Prone Positioning
Prone positioning improves VQ matching and secretion
clearance. Dependent lung units are better ventilated in the prone
position. These have been proposed as mechanisms by which prone
positioning might improve oxygenation. In a RCT on 102 child-ren with ARDS,
no benefit in mortality or duration of ventilation was demonstrated in the
group that was placed prone early in the course of their illness and for a
significant portion of the day (20 hours) despite the fact the patients in
the prone group did show an improvement in oxygenation(26). Prone
positioning was well tolerated. Similar findings were shown in 18 of 23
children with ARDS studied prospectively by Casado-Flores and
colleagues(27). Prone posi-tioning cannot be recommended routinely, but
may be considered in the patient with severe ARDS and refractory
hypoxemia(28).
Nitric Oxide
Inhaled nitric oxide (iNO) is a selective pulmonary
vasodilator with minimal systemic effects. Theoretically, iNO selectively
increases perfusion of ventilated lung units, reducing V/Q mismatch. A RCT
on 108 children with ARF of iNO 10ppm versus conventional ventilation
alone showed an improvement in oxygenation without reduced mortality in
the study group. The effect was more sustained among immunocompromised
children and those with entry oxygenation index (OI) >25(29). Further
improvement has been shown in combination with HFOV due to better lung
recruitment(30). A meta-analysis of multiple trials in adults and children
with ARDS showed that iNO improves oxygenation in patients with ARDS
without changing mortality(31).
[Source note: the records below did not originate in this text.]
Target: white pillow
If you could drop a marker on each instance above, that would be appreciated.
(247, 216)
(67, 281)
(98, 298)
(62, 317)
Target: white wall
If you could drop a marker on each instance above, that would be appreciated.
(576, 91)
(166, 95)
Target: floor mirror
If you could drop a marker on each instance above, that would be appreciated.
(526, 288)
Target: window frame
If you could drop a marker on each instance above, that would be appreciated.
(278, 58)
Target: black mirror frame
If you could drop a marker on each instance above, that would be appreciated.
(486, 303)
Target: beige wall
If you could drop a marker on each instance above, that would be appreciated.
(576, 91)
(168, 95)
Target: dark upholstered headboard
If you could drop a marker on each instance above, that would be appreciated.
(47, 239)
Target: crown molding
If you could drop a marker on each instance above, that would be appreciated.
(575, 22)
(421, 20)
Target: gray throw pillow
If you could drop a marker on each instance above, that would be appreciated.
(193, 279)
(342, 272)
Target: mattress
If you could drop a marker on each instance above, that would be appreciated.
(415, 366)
There is insufficient data to support the
routine use of iNO in children with ARDS.
Surfactant
Secondary surfactant deficiency contributes to the
pathogenesis of ARDS. Additionally, in ARDS, surfactant is inactivated and
its function inhibited by inflammatory mediators, plasma proteins that
have exuded into the alveolar space, and cellular debris(32). This has
posed some unique challenges in successful surfactant replacement therapy
in adults with ARDS and potentially explains un-successful trials of
surfactant in adult ARDS. These trials used synthetic, semi-synthetic or
recombinant surfactant preparations(33,34). There has been speculation
that surfactant may be more efficacious in patients with direct lung
injury(35).
Calfactant is a modified natural surfactant whose ratio
of phospholipids to apoprotein surfactant protein B (SP-B) is similar to
bovine surfactant. It also resists degradation and inhibition by proteins
associated with lung injury. In a RCT of intra-tracheally administered
calfactant versus placebo in children with respiratory failure, the
primary outcome, which was number of ventilator free days at 28 days, was
not different in the two groups. The mortality rate was significantly
greater in the placebo group as opposed to the treatment group (27/75
vs 15/77, OR 2.32, 95% CI 1.15-4.85)(36). Infants younger than 12
months in the placebo group had an almost threefold higher mortality than
those in the treatment group (9/19 vs 23/21, P = 0.01)(36).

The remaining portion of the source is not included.